The picture has a surprising Christmas feeling, as the lights of the star groups of the nascent galaxy sparkle like colorful Christmas lights.

“The ‘Christmas lights’ of the nascent galaxy shone when the universe was about 600 million years old,” says the Astronomer Royal for Scotland Catherine Heymans British Broadcasting Corporation on the BBC website.

“Our information about what exactly happened at this point in the universe is very scarce,” says the astronomer leading the study of the budding galaxy Lamiya Mowla from Wellesley University, Massachusetts, USA.

“We are still able to tell something about the age, composition and temperatures at which galaxies form in each group of stars,” he tells the BBC.

Webbin a dozen different colored star clusters stand out in the picture. They look like Christmas tree decorations shining in the dust of the cosmos.

In this way, Webb described for the first time such a region of space where groups of stars perhaps form a fairly common galaxy like our Milky Way.

At least the mass of the emerging galaxy is of the same order as the Milky Way was when it started to form, says the image Webb’s website.

The lights provide clues about how the universe’s billions of galaxies first began to form.

I picture constellations are different colors. Mowla says they are at different stages of their life cycle.
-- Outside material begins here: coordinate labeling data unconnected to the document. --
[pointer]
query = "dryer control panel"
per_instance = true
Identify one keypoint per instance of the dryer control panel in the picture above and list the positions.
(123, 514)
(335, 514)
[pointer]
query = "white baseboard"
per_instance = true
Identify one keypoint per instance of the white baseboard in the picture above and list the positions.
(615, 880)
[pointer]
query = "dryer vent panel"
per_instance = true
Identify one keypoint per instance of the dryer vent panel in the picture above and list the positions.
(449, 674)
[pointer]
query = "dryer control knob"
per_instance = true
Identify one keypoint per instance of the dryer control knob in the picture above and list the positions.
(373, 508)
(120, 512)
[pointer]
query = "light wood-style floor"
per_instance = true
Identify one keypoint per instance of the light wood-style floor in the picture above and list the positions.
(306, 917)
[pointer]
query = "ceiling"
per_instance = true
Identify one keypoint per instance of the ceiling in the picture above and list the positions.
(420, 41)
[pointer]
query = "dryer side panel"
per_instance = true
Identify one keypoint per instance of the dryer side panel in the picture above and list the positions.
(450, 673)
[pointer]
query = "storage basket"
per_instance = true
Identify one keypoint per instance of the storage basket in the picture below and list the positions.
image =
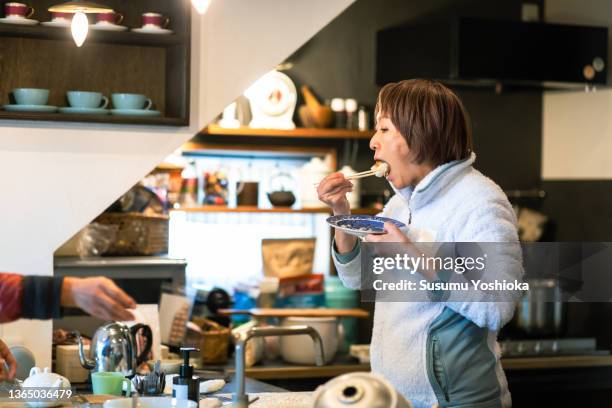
(138, 234)
(213, 341)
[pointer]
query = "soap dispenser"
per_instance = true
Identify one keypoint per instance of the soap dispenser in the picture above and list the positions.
(186, 385)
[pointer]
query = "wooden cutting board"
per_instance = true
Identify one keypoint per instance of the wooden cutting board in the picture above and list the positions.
(319, 312)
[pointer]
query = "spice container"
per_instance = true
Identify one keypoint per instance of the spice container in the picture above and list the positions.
(338, 108)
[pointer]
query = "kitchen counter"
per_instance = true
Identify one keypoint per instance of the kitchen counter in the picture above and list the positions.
(252, 387)
(278, 369)
(560, 362)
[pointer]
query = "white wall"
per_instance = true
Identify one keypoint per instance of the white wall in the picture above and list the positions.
(577, 126)
(57, 177)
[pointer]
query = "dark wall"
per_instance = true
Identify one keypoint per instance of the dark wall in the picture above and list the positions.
(340, 62)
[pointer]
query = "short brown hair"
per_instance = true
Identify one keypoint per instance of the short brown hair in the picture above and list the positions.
(431, 118)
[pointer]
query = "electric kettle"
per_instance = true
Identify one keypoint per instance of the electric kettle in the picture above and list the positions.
(113, 348)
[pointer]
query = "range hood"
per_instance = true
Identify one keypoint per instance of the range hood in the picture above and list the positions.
(471, 51)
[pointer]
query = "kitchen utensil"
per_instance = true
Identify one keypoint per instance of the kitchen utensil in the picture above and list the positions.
(247, 193)
(379, 169)
(67, 363)
(360, 352)
(127, 101)
(541, 312)
(113, 348)
(296, 349)
(150, 402)
(84, 99)
(320, 312)
(280, 186)
(281, 198)
(31, 96)
(361, 225)
(306, 116)
(359, 390)
(168, 366)
(321, 115)
(154, 20)
(110, 383)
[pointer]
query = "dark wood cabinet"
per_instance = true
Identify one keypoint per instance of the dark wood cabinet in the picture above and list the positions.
(157, 66)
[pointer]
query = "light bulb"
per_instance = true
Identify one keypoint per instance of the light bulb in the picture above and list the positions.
(201, 5)
(79, 28)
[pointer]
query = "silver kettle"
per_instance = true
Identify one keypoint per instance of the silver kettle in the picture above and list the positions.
(113, 348)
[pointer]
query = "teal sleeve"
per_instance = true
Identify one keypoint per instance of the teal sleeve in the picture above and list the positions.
(347, 257)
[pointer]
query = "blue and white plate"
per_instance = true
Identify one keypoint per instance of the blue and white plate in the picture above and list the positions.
(362, 225)
(30, 108)
(84, 111)
(135, 112)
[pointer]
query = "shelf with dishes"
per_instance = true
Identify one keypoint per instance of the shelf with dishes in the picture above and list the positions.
(312, 133)
(95, 35)
(42, 19)
(253, 209)
(39, 56)
(85, 106)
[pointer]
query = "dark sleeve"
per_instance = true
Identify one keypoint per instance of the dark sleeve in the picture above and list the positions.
(41, 297)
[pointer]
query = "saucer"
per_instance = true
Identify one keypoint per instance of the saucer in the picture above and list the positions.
(30, 108)
(84, 111)
(59, 24)
(361, 225)
(152, 30)
(135, 112)
(18, 20)
(107, 27)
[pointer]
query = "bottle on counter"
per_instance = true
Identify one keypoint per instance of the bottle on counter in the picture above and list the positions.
(337, 106)
(363, 119)
(189, 186)
(186, 385)
(350, 106)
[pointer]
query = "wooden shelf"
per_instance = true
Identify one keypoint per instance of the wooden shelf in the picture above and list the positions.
(312, 133)
(113, 37)
(63, 117)
(289, 210)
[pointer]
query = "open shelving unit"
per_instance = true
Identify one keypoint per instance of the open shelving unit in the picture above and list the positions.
(304, 133)
(157, 66)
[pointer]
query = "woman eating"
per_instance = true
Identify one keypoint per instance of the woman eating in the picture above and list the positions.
(443, 353)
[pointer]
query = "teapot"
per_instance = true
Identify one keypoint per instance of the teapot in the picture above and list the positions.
(45, 378)
(113, 348)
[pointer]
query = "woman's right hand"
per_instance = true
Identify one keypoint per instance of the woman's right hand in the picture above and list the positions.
(332, 191)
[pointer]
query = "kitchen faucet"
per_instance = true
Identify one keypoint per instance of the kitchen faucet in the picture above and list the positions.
(239, 398)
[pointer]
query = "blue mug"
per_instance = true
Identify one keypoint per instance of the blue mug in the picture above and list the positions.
(131, 101)
(31, 96)
(84, 99)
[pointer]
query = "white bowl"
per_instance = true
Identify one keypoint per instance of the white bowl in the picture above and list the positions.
(300, 349)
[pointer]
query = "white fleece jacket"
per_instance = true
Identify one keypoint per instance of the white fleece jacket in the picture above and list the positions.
(453, 203)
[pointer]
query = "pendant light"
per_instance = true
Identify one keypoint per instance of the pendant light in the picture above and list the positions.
(201, 5)
(80, 24)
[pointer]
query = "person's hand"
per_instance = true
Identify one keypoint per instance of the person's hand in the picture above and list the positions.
(98, 296)
(7, 357)
(332, 191)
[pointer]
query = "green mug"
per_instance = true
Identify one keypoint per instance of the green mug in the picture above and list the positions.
(110, 383)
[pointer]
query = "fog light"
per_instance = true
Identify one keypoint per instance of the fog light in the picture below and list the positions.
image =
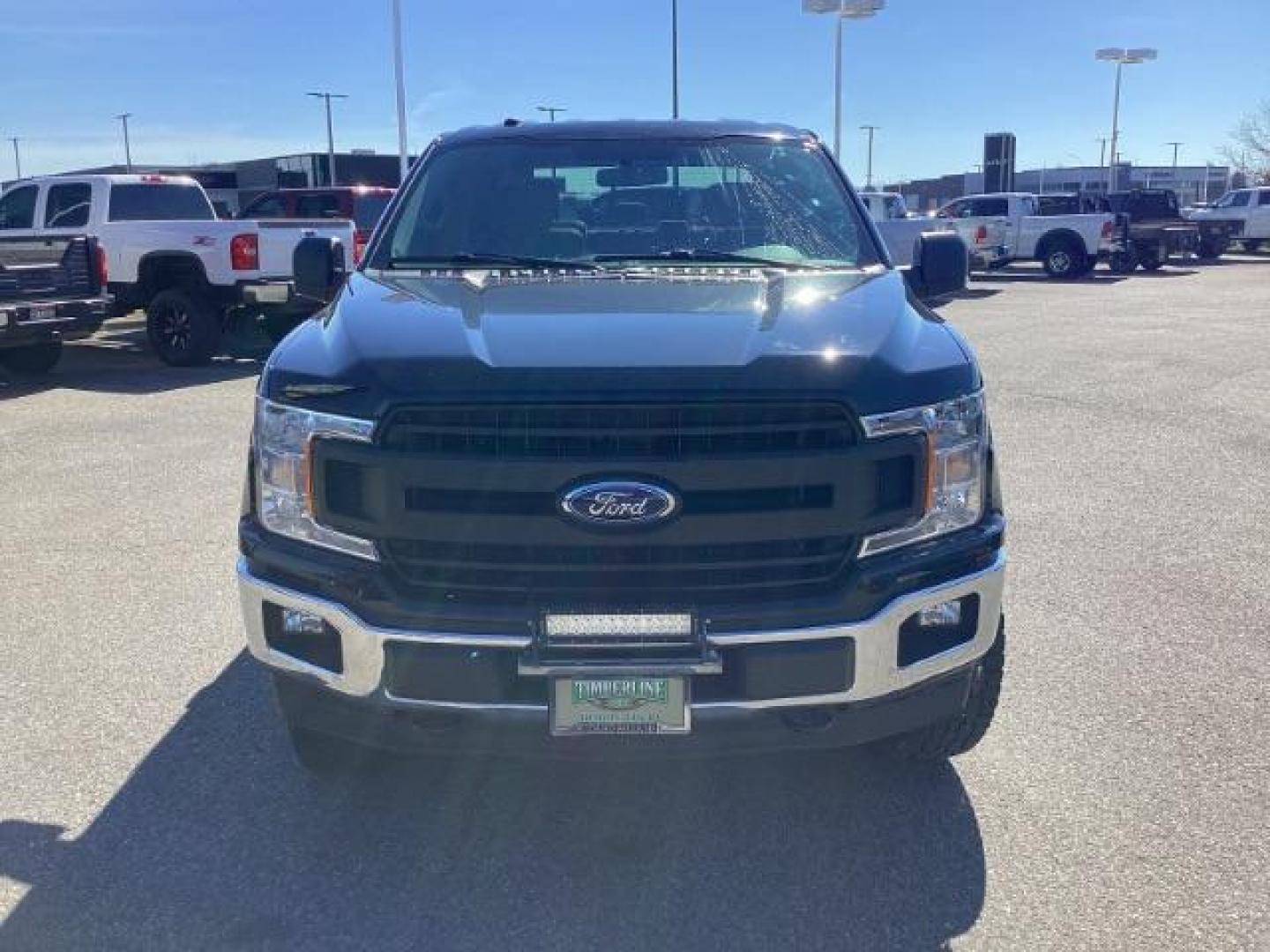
(303, 636)
(943, 614)
(300, 623)
(938, 628)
The wavelength of the light emitted by the stars varies according to the size of the stars and star groups.

“The early life of galaxies is very active,” says Mowla.
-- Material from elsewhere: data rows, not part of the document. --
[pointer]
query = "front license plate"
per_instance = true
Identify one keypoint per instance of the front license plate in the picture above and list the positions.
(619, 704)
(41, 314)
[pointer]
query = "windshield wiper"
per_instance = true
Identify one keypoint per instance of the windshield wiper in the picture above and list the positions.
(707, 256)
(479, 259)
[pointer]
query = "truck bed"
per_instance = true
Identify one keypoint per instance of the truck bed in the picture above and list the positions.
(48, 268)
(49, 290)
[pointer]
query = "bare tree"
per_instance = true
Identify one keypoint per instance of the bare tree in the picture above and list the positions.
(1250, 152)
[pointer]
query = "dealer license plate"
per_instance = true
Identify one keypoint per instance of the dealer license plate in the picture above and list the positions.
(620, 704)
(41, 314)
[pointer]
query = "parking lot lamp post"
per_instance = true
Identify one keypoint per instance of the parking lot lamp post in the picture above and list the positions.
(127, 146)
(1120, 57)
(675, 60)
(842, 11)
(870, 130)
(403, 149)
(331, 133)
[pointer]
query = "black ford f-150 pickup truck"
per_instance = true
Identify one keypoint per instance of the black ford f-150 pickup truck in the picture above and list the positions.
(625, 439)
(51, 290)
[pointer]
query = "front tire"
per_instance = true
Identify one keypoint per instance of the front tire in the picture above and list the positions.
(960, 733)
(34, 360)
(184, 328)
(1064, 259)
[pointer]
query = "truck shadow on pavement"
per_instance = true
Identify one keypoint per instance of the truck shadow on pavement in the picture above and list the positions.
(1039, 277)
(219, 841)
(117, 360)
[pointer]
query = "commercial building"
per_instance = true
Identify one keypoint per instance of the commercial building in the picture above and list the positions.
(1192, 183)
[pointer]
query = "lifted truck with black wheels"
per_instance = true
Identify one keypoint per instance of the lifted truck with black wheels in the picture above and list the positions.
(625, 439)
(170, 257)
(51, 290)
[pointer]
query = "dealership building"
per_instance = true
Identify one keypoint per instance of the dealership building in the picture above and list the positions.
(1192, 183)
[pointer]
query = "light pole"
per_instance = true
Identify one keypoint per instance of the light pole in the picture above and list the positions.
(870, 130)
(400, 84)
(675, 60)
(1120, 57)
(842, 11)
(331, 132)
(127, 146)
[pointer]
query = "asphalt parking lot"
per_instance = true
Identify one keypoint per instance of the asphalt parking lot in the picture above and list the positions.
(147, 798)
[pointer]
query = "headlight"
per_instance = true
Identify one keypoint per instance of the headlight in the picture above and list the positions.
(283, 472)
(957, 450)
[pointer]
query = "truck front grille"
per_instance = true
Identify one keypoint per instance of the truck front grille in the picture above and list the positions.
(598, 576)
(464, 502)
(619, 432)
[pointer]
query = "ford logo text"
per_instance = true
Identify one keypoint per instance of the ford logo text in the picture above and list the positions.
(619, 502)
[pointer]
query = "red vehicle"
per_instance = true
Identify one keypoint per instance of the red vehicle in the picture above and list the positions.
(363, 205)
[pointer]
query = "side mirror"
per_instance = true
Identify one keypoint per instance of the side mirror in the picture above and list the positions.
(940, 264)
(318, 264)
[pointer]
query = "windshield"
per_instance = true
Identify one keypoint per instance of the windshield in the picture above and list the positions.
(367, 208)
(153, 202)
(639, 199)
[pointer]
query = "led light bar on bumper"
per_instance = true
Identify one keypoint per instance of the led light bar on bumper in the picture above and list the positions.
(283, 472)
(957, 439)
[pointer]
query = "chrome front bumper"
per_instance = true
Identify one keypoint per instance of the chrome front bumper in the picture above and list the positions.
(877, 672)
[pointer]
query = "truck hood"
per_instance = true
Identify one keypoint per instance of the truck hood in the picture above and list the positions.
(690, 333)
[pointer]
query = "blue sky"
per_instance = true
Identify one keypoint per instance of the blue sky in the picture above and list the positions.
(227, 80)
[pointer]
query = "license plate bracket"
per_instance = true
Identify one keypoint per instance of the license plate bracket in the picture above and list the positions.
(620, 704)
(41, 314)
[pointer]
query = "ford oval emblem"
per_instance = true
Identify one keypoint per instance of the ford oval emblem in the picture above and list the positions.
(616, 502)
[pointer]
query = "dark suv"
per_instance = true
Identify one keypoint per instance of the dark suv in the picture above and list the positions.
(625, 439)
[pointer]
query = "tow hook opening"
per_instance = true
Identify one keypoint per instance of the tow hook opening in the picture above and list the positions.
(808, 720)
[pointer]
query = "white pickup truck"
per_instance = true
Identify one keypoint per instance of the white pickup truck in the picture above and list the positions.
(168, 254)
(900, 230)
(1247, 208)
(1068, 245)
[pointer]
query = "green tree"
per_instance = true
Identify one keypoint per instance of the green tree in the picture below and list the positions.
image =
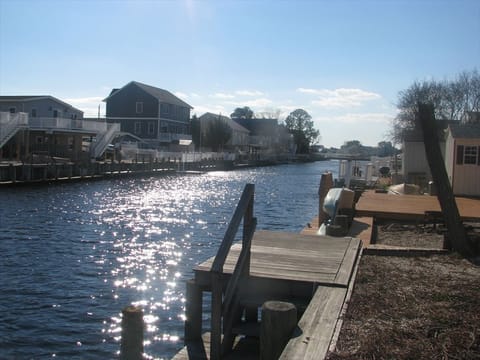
(385, 148)
(218, 134)
(242, 113)
(300, 124)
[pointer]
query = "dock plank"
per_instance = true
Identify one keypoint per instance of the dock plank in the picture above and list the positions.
(410, 207)
(293, 256)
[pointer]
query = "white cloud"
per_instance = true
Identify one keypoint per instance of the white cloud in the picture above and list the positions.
(358, 118)
(85, 100)
(249, 93)
(222, 96)
(261, 102)
(89, 105)
(214, 109)
(340, 98)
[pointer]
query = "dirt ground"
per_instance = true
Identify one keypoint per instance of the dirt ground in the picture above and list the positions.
(424, 307)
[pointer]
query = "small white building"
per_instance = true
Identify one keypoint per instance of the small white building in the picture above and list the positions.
(462, 158)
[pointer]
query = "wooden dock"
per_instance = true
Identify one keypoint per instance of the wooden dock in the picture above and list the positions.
(288, 267)
(410, 207)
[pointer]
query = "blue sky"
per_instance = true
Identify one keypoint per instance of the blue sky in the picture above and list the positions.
(344, 62)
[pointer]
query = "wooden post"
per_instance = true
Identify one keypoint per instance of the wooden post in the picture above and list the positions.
(193, 311)
(216, 318)
(456, 230)
(326, 183)
(279, 319)
(131, 347)
(13, 173)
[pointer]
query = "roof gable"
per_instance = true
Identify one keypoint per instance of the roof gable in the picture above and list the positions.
(459, 131)
(161, 95)
(208, 116)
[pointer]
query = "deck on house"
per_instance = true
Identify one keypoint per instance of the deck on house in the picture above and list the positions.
(410, 207)
(283, 266)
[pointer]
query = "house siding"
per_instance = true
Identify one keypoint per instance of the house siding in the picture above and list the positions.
(44, 107)
(158, 119)
(465, 177)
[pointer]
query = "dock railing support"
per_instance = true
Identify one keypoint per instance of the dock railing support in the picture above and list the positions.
(326, 183)
(446, 198)
(225, 296)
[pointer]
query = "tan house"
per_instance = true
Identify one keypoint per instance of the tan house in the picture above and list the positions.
(240, 136)
(462, 158)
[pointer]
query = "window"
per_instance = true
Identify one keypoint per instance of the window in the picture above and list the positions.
(467, 155)
(164, 127)
(151, 128)
(138, 127)
(470, 155)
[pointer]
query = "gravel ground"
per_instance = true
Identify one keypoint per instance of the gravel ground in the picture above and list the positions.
(412, 307)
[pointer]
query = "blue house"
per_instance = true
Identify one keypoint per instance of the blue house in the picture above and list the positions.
(154, 115)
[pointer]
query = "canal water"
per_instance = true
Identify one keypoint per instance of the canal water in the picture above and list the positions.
(73, 255)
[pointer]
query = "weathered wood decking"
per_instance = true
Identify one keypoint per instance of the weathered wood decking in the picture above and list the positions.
(410, 207)
(289, 267)
(294, 257)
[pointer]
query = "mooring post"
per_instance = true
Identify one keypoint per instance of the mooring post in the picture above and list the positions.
(193, 311)
(131, 347)
(456, 231)
(279, 320)
(326, 183)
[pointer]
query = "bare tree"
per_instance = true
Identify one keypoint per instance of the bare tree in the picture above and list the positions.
(451, 99)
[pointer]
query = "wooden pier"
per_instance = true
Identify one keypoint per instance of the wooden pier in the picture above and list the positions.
(411, 207)
(312, 272)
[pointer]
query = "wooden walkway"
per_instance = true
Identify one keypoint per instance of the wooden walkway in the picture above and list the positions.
(289, 267)
(294, 257)
(410, 207)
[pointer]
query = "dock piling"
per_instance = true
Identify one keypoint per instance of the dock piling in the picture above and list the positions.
(279, 320)
(131, 347)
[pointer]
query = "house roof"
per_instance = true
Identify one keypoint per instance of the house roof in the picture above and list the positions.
(233, 124)
(160, 94)
(470, 131)
(26, 98)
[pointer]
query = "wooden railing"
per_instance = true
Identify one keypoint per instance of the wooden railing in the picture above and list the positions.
(225, 305)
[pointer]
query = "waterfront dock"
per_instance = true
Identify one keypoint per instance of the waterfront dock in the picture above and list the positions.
(411, 207)
(313, 273)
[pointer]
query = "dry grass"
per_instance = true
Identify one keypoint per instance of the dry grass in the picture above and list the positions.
(412, 308)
As more and more new stars are born in the galaxy, at the same time the youngest stars can die nearby. They spread matter and dust into nearby space. The nascent galaxy contains a lot of space gases and dust.

The elements nitrogen and oxygen and their combinations make up the main part of the Christmas colors in the picture.
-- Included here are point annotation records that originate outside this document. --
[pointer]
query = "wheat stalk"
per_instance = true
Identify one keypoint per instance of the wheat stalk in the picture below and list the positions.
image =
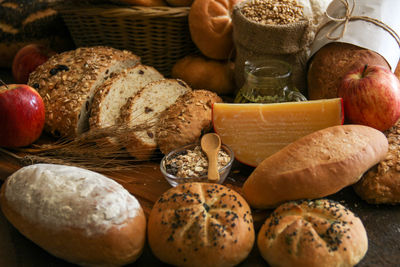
(100, 150)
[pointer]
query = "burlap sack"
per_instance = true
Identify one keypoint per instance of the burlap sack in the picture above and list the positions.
(285, 42)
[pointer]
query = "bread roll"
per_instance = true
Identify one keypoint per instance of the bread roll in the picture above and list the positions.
(180, 2)
(316, 165)
(201, 224)
(329, 65)
(202, 73)
(75, 214)
(381, 184)
(210, 27)
(312, 233)
(186, 120)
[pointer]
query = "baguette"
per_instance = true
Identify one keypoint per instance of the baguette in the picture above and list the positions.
(75, 214)
(317, 165)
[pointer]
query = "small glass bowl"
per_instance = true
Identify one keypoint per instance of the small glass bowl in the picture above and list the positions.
(174, 181)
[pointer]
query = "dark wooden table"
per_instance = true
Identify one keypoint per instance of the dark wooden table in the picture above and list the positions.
(382, 222)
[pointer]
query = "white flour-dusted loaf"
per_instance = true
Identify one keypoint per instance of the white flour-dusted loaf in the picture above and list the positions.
(75, 214)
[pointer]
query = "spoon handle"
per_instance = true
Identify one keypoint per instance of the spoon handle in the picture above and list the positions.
(213, 174)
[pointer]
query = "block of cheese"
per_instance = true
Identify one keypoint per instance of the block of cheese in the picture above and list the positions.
(256, 131)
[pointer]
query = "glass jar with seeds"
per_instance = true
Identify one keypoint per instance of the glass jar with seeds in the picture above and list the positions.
(268, 81)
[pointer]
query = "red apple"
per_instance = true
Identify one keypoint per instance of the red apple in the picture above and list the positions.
(22, 115)
(27, 59)
(371, 96)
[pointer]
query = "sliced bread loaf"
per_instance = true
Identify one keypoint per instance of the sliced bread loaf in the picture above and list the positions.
(68, 81)
(114, 93)
(146, 107)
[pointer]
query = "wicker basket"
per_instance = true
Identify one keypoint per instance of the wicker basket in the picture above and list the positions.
(159, 35)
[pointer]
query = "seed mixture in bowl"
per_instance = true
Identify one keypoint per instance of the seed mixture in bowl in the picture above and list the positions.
(192, 163)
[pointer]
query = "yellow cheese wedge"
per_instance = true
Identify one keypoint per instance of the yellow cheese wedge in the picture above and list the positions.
(256, 131)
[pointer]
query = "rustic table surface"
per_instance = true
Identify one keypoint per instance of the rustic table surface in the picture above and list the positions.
(382, 222)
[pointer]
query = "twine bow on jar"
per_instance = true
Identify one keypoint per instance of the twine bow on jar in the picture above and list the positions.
(344, 21)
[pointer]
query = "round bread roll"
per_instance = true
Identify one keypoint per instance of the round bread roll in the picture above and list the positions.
(75, 214)
(201, 224)
(381, 184)
(180, 2)
(186, 120)
(312, 233)
(210, 27)
(329, 65)
(202, 73)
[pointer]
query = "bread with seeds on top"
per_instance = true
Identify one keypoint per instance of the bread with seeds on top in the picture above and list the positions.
(114, 93)
(68, 81)
(312, 233)
(201, 224)
(145, 108)
(186, 120)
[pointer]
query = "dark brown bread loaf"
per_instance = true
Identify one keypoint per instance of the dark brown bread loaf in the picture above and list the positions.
(328, 66)
(381, 184)
(30, 21)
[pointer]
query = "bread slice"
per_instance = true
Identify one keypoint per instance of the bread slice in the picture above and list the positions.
(145, 108)
(114, 93)
(68, 81)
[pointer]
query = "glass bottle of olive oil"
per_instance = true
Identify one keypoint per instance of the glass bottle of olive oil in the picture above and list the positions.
(268, 81)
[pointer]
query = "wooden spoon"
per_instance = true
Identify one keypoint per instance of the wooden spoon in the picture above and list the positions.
(210, 144)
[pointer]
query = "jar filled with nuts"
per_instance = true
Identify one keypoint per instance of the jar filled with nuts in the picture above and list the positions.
(271, 29)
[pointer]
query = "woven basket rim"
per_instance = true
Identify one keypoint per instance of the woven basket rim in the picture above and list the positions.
(118, 11)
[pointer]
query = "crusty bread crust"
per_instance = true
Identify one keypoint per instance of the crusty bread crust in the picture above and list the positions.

Mowala has never seen clusters of stars in such vivid and varied colors before.

 

 

The “Christmas lights” were found when astronomers looked at one bright group in the wide image taken by Webb.

Just the colors made him check Webb’s big picture of deep space to see how far away that tiny object was.

There were countless other options in the same picture, but not as interesting.

It turned out that the star clusters were more than 13 billion light years away. So the light has traveled more than 13 billion years before it hit the mirrors and lenses of the space telescope.

Clusters of stars were so small and so far away that even Webb could not have seen them without a lucky chance.

Space itself was helpful in filming. Between the colorful lights and Webb was a large cluster of galaxies.

Its gravity distorted space-time Einstein of relativity in accordance with. Gravity bent light rays behind the galaxy and brought the group of stars into view.

To the observer, it was like a huge magnifying glass. Astronomers describe this phenomenon with the word gravitational lensing.

“The phenomenon amplified the distant light. Thanks to the lens, we can see more details of the object.”

The discovery of the star clusters was explained in a study that appeared science journal in Nature.

Telescopes the largest and most beautiful ie the James Webb Space Telescope Space Telescope (JWST) has been photographing numerous objects in space for almost 2.5 years.